I’ve been thinking about what I would say in this post all morning. I’ve always been better about writing my feelings than actually saying them. But some things are just hard, plain and simple. Some days are exhausting.
There’s a perfect trifecta in my life now. It’s like the Bermuda triangle for my happiness. First, Mother’s day. Then your birthday. Then, finally, when I finally start to feel a little okay again, there’s the day you left us. Three dates following each other, only a couple of weeks apart. Mid-May through the end of June will never be the same for me. But then again, neither will any other months. Because you’re gone. And because you never stop missing your mama.
Being a parent to a little girl has changed me this past year. I always felt like I had soaked in all of Jude’s baby-hood. I felt like I had really enjoyed it but sometimes I wonder if I really knew how so young. I wonder if I missed a lot being sad, too. Because once you were diagnosed with cancer when he was two, a lot changed.
With Hattie, I am attached in a way I didn’t know was possible. She will be in my position someday. I don’t think these things lightly. Someday she will lose me, like I lost you. And I hope to God that is a very, very long time from now when I’m frail and gray. I hope that she’s holding my hand and I’m ready. If anything, you taught me how much of a privilege it is to grow old. I never understood that before I lost you. And now, when I see people complain about getting older, it makes me a little mad inside. Because how could they complain about something so wonderful? Not everyone gets the chance to become a grandparent or a great grandparent. Not everyone gets wrinkles and white hair. These are GOOD things.
I realize now, looking back on the years you were sick, how different you were. You became way less worried with what people think and started speaking your mind. You told people you loved them. You encouraged me to be fearless. Although the cancer was the devil and took you away from us, it also gave you clarity on what really was important. And in turn, it did the same for me.
This morning, I went to the grocery store searching for a cake, balloons, and flowers. They didn’t have balloons I liked. They didn’t have sunflowers. I’ll have to get those later today. But they had a beautiful o
range cake with edible pearls on the top that reminded me of you. Tonight, we will celebrate you turning 59 in Heaven. It’s hard for me to find ways to honor you but this is one thing that we will do every year. I promise. Jude will make you a card and we will send it up to heaven. And we will have cake and celebrate your life because damn it, it deserves to be celebrated. YOU deserve to be celebrated.

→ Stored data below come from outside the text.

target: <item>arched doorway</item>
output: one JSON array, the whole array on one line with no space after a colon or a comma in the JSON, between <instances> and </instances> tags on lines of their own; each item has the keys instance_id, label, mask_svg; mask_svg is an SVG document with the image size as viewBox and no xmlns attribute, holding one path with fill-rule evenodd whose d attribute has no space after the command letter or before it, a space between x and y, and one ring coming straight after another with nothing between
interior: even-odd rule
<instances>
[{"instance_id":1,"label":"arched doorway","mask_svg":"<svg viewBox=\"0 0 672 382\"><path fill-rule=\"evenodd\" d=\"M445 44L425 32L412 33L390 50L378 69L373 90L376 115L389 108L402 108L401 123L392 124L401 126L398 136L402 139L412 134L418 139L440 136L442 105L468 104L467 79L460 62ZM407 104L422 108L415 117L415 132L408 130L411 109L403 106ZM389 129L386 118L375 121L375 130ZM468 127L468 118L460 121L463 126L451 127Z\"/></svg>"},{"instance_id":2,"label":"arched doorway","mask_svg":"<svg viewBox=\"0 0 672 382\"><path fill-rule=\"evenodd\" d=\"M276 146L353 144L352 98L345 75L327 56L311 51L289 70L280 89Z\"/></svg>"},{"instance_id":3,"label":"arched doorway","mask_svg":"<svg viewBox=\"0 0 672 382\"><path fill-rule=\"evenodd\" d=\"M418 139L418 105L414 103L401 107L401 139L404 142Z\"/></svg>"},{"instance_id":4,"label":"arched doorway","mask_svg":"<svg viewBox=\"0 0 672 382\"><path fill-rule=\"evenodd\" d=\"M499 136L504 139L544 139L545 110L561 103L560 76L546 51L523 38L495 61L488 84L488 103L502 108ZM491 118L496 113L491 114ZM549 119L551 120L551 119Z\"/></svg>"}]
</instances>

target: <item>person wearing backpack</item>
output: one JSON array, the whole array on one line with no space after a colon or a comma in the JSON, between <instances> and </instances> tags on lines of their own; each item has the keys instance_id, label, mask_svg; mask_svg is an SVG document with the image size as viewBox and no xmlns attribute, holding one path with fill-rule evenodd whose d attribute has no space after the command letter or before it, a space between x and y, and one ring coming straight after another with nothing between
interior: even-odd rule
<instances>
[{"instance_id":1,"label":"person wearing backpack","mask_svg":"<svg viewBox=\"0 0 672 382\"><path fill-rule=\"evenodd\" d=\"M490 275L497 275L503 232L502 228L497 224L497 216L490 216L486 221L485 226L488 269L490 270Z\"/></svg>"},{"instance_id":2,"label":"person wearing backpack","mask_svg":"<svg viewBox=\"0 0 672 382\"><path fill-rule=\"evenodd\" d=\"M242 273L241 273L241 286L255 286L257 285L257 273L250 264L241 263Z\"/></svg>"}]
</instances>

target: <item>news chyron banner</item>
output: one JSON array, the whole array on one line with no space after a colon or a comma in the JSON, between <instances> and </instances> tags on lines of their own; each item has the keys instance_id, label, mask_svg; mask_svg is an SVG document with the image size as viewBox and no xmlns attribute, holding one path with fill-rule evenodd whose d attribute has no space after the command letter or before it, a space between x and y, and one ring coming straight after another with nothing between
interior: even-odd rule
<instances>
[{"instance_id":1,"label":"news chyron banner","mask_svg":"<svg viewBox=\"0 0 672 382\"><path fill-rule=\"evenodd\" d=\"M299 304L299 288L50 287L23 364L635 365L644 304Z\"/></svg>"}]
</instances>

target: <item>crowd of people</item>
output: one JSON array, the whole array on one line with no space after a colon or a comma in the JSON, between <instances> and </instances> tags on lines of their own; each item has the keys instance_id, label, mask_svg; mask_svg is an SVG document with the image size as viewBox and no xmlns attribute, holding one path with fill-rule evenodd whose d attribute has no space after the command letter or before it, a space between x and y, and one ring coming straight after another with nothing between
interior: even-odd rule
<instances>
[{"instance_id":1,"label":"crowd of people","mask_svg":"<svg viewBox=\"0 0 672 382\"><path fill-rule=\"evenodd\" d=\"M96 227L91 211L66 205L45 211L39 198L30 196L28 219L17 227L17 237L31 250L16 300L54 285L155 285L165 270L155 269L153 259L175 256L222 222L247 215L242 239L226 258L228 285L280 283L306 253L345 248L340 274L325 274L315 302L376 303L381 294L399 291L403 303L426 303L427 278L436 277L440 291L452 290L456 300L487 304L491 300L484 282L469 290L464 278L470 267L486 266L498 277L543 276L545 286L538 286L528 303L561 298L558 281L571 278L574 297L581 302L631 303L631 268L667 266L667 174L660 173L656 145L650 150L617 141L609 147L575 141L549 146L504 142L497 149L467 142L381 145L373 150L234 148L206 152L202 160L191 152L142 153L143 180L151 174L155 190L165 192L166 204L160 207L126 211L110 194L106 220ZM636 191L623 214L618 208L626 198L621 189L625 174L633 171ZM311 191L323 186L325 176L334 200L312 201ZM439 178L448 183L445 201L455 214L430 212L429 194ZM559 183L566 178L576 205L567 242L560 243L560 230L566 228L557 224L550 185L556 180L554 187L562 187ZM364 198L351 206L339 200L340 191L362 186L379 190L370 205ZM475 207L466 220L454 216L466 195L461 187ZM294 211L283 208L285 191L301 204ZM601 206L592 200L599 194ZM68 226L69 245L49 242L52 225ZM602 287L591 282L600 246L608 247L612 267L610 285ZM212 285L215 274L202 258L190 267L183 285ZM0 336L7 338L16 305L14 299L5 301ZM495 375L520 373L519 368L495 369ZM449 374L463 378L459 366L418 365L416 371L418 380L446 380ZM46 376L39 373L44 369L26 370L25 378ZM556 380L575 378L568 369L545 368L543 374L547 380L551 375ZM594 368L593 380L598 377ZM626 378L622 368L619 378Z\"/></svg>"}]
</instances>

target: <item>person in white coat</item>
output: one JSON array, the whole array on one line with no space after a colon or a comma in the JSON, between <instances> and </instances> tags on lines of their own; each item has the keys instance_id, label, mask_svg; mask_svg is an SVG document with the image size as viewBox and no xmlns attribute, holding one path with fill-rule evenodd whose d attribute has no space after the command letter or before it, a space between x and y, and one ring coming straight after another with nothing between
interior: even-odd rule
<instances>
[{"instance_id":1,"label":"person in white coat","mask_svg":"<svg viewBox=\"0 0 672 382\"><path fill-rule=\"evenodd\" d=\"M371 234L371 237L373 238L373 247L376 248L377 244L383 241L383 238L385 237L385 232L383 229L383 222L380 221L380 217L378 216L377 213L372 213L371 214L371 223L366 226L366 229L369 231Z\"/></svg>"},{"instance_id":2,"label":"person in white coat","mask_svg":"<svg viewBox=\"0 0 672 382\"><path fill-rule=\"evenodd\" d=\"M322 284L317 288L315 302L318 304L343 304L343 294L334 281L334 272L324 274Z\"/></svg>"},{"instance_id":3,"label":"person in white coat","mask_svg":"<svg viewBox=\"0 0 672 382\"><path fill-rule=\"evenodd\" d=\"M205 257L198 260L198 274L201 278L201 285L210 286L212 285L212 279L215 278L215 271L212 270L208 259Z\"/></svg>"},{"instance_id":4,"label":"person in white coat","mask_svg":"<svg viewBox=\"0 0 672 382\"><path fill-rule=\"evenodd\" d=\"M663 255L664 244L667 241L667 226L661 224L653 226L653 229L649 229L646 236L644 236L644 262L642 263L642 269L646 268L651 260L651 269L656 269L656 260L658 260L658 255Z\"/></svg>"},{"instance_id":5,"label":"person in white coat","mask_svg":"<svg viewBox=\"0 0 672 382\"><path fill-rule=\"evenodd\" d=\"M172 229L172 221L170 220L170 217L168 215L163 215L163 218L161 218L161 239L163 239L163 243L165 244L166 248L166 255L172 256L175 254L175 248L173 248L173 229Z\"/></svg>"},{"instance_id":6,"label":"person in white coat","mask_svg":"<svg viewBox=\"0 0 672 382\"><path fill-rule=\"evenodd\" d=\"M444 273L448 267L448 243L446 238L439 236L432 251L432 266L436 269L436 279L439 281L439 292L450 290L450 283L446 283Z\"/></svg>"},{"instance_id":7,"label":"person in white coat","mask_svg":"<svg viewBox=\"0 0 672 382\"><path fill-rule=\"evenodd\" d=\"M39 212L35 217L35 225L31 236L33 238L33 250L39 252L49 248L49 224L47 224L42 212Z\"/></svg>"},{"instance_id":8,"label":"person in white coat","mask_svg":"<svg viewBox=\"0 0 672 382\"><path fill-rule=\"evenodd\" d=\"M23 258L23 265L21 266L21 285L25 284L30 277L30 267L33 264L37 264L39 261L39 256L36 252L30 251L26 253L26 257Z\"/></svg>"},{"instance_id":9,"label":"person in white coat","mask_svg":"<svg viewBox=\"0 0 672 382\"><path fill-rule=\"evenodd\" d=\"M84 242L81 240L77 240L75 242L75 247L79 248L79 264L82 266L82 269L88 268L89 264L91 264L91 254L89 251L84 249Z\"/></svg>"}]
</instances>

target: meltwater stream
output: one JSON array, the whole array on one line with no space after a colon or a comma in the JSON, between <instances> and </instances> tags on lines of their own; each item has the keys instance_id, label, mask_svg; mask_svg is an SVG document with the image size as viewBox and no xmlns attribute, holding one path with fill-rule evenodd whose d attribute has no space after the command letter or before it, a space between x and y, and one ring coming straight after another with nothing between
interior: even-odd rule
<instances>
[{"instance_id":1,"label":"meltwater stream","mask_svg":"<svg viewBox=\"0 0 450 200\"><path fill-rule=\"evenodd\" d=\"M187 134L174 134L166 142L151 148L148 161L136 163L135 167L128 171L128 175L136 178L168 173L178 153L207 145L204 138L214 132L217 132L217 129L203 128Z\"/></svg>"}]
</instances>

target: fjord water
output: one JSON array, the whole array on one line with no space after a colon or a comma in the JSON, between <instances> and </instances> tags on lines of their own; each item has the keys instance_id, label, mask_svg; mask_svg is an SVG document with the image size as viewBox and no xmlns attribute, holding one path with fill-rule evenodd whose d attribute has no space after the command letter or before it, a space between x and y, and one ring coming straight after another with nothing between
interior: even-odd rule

I am lonely sometimes without you. I feel stretched thin. I want to hug you so much. Sometimes a girl just really needs her mom, no matter how old they are. I need you still and it’s just not fair. Dad still needs you. Jude still needs you. Michael still needs you. We ALL still need you. Needing is so one-sided and frustrating. I remember hearing “you can’t always get what you want” so many times growing up. That phrase never really meant anything until you left us. I really can’t have what I want anymore. Every celebration is tinged with the reminder that you aren’t there. My mom will never see me marry the man of my dreams or birth the rest of my children. That’s something I’ll probably never get over. You should be there.
I try very hard to believe in the idea that you’re still with us and still guiding me. It’s the only way that I feel better. I like to think that when we get married next year in Italy, that you’ll be watching, a glass of wine in your hand toasting us as we kiss. I can see your smile. You really wanted this for us. You knew that Jordan was the man I needed. You blessed us. I am so thankful that you were able to give your blessing. I’m so glad you knew that we were engaged before you left us. I chose Europe for us because you wished you had traveled more. I’ll keep traveling for you, mama. I’ll see the world, and I’ll show my kids the world. You both deserve that.
I know we can’t be together today but my wish is that you know how much we love you. I hope you’re surrounded by friends and family who made the journey into the next life before you. I hope there’s cake and hugs and happy tears. I feel panicky when I think that this is your 59th birthday and you aren’t here. You left us much too young. But I have comfort too, knowing that the suffering is over. I hope that you feel your youngest in this new life you have. I hope you always remember how much we love you, and that we will never stop missing you. Because you’re a better person than I could ever be… and I hope to live up to all of your expectations. I hope to make you proud. This next year – for you – I will do everything in my power to stay grateful for this life you gave me.